At least one camera at the station where the shooting occurred was not able to relay its footage to MTA servers, MTA chief Janno Lieber told NY1. The MTA only finished installing security cameras at every station last year, although not every platform has a camera. 

Lieber suggested that an increased police presence on subway platforms “deters bad guys,” and that cracking down on offenses that typically warrant summonses, such as turnstile jumping, leads to “catching bad guys, again, and again, and again.”

Yet Pearlstein noted that even when police are nearby, high-profile attacks still occur: There were two officers stationed on the platform where Michelle Go was pushed into an oncoming train, he said. 

“There is a real limit to what policing can accomplish anywhere, but especially in the subway,” Pearlstein said.
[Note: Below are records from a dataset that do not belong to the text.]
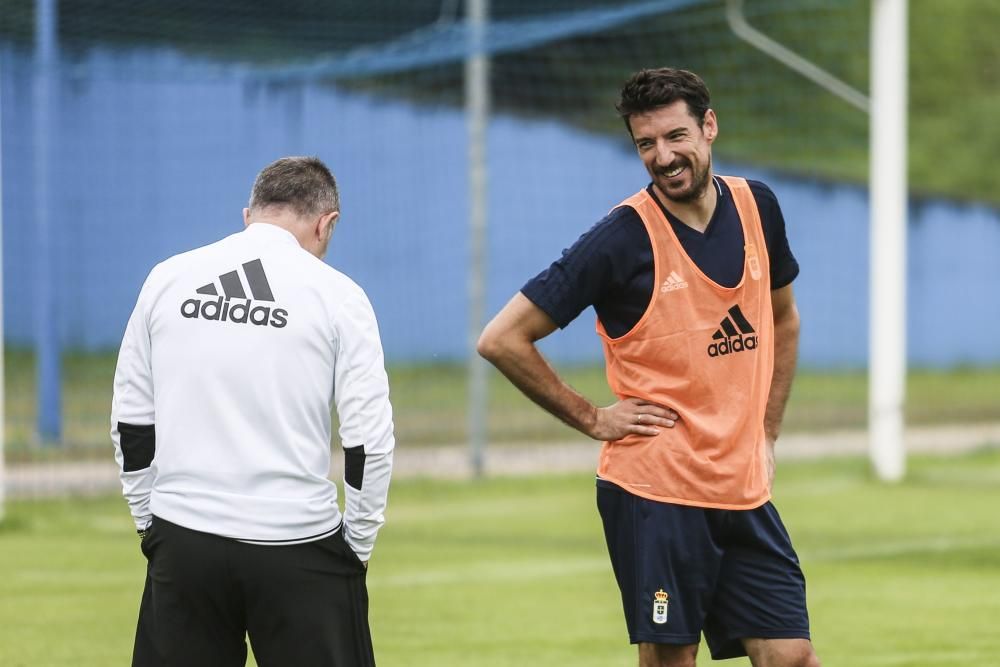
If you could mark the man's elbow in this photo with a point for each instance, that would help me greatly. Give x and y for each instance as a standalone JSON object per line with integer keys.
{"x": 490, "y": 344}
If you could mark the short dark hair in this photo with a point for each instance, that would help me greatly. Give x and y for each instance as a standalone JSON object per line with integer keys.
{"x": 650, "y": 89}
{"x": 304, "y": 184}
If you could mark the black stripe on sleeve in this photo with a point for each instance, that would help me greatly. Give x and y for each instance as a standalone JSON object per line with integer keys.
{"x": 138, "y": 445}
{"x": 354, "y": 466}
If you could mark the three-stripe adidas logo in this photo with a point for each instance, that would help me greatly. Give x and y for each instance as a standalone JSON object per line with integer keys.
{"x": 729, "y": 338}
{"x": 673, "y": 282}
{"x": 233, "y": 305}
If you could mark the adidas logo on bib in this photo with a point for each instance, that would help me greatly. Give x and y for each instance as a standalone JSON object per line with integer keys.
{"x": 733, "y": 335}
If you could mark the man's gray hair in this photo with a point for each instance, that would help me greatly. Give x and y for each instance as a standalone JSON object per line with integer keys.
{"x": 304, "y": 184}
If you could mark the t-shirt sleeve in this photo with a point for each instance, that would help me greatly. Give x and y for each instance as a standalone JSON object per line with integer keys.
{"x": 586, "y": 272}
{"x": 784, "y": 266}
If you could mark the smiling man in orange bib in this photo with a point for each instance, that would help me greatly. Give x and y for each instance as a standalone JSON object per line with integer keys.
{"x": 691, "y": 280}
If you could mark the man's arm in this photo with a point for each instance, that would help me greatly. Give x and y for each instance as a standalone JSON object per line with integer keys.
{"x": 361, "y": 392}
{"x": 786, "y": 347}
{"x": 132, "y": 417}
{"x": 508, "y": 342}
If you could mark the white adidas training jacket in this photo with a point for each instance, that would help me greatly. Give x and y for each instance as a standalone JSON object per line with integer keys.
{"x": 237, "y": 352}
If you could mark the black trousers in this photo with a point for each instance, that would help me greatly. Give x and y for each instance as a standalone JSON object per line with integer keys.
{"x": 304, "y": 604}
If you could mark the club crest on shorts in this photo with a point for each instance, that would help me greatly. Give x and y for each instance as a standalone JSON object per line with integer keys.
{"x": 660, "y": 602}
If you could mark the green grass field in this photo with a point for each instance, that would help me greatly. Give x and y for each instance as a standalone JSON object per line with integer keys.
{"x": 514, "y": 572}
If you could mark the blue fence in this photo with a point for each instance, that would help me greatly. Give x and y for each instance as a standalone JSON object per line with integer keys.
{"x": 144, "y": 167}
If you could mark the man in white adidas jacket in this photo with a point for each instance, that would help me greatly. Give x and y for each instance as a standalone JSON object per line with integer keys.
{"x": 221, "y": 419}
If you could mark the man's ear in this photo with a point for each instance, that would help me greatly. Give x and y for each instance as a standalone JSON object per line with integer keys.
{"x": 710, "y": 126}
{"x": 326, "y": 224}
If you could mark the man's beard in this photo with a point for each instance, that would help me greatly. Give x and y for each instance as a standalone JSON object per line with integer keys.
{"x": 697, "y": 189}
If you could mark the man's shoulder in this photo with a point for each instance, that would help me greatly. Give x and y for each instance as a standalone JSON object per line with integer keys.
{"x": 762, "y": 192}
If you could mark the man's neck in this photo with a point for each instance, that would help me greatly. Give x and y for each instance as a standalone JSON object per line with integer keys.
{"x": 696, "y": 213}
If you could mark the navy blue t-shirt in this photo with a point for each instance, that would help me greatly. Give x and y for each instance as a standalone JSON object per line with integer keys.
{"x": 610, "y": 267}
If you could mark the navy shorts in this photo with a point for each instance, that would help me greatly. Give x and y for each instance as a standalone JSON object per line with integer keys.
{"x": 731, "y": 574}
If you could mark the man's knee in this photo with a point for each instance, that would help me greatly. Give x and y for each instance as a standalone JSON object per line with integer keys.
{"x": 781, "y": 653}
{"x": 667, "y": 655}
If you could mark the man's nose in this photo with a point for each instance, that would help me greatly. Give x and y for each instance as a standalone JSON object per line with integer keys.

The attack has also raised fears among transit workers, Canella Gomez, the vice president of the Transport Workers Union, even after ongoing attacks on subway conductors and other MTA employees. 

“It’s already a proven fact that New York City transit and NYPD can't protect us transit workers,” Gomez told NY1 Tuesday. “And if transit workers can't be protected, how can they protect the citizens and the riders?”

A spokesperson for NYPD declined to answer emailed questions, and referred to the Tuesday evening department press conference. 

Adams tied the attack to the city’s gun violence crisis, citing the “overproliferation of guns” as a major factor in the subway shooting in an interview with NY1 Tuesday afternoon. 

Police have recovered a handgun and three extended magazines, including one installed inside the gun that appeared to have jammed. 

“This is a real crisis for America, and it's spilling out in the streets of New York City,” he said. 

Indeed, on Tuesday evening the city saw another eight shootings in the Bronx and Brooklyn. Two people were killed, including a 15-year-old girl, and 12 others wounded, the New York Post reported

Adams, who has briefed the media while working remotely after testing positive Sunday for COVID-19, said on CNN that despite the attack, the subway remains safe. 

He urged New Yorkers to continue riding the train. 

“We cannot allow terror to terrorize us,” Adams said.